Handling the Hurt

In Matthew 5:44, Jesus reveals what to do when people hurt you. Pray for them. Release them to God. Entrust your well-being to Him, who rightfully measures vengeance and saves the repentant.

When they accuse you, pray for them. When they insult you, pray for them. When you find they have used you, pray for them. When you find they will even pursue you to cause you to suffer, pray for them.

In this way, you protect your own heart and direct their attention to the God of Heaven. You show holiness. You show that you bear the fruit of the Holy Spirit, which is love, joy, peace, long suffering, gentleness, goodness, faith, meekness, and temperance, which is self-control (Galatians 5:22, 23).

You see, true Christians are becoming like Christ. When He was vilified, He did not reply in the same manner or spirit. When He suffered, He made no threats. Instead, He entrusted Himself to God, His Heavenly Father. (Read 1 Peter 2:19-23.) This example He left for us, knowing that those who follow in His footsteps would likewise suffer persecution. Like Job, the disciples of Christ, and the early church, we would be targets of satanic attack.

Peter, once known for sudden and decisive vengeance, when he was truly converted, became like Christ. He said if anyone patiently endures grief, suffering wrongfully, such behavior is acceptable with God. That is to which a Christian is called. There is no glory, he contends, to those who patiently receive punishment for wrongs of their own doing.

You see, God is a righteous judge. In fact, vengeance belongs to Him. He promises to repay those who do wickedly. The Bible is replete with the acts of God against those who wrong those who are His.

Christians are to do that which does not come naturally for mankind. In the moment of attack, like Stephen (Acts 7), maintain focus on Christ. Confidently rest in Him, knowing some day we will delight ourselves in the abundance of peace. But until then, while we exist in a sinful world, we can experience great peace in loving God’s law. When we truly love His law, nothing will cause us to sin (Psalm 119:165). Those truly borne of God will not sin, because they can no longer sin against God (1 John 3:9). They fully belong to God and are filled with His Holy Spirit of love.

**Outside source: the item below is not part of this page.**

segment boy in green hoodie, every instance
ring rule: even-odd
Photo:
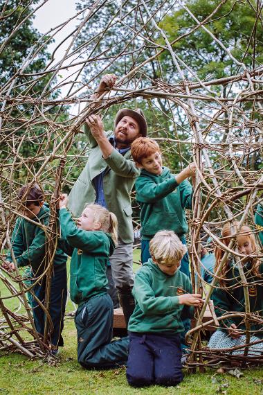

When the love of Christ is perfected in His own, they show no fear. For you see, it is fear that fights back. Distrusting God, the fearful one acts out of self-preservation. Given to God, we readily recognize that we war not against flesh. We recognize the perpetrator is not the husband, not the wife, not the sister or brother, parent or child, friend or stranger. Rather, he or she is the victim of satanic influence. So we pray for their release from evil and do good, according to Jesus in Matthew 5. Once released, they will ask for your forgiveness. Don’t withhold it. Actually, have it waiting.

Better yet, offer it, as God’s Spirit leads. Although it took years for me to tell an offender that I held no more anger in my heart about a matter, it was well worth it. I received a deep and ready apology beyond my expectations—and not only to me but also to another loved one. I was encouraged to continue being Christlike in the way that was rarely seen in that person’s experience of more than seventy years. It meant a lot to me to hear the words of appreciation I heard that day. The investment of simply offering mercy returned with immediate interest for my own well-being and that of my family.

I realize not every case can be settled in peace. The Bible says, as far as it is possible, live peaceably with all men. That suggests sometimes it won’t be possible. In such cases, there is comfort in knowing God will handle it masterfully. King David testifies to that in Psalm 37 for our benefit.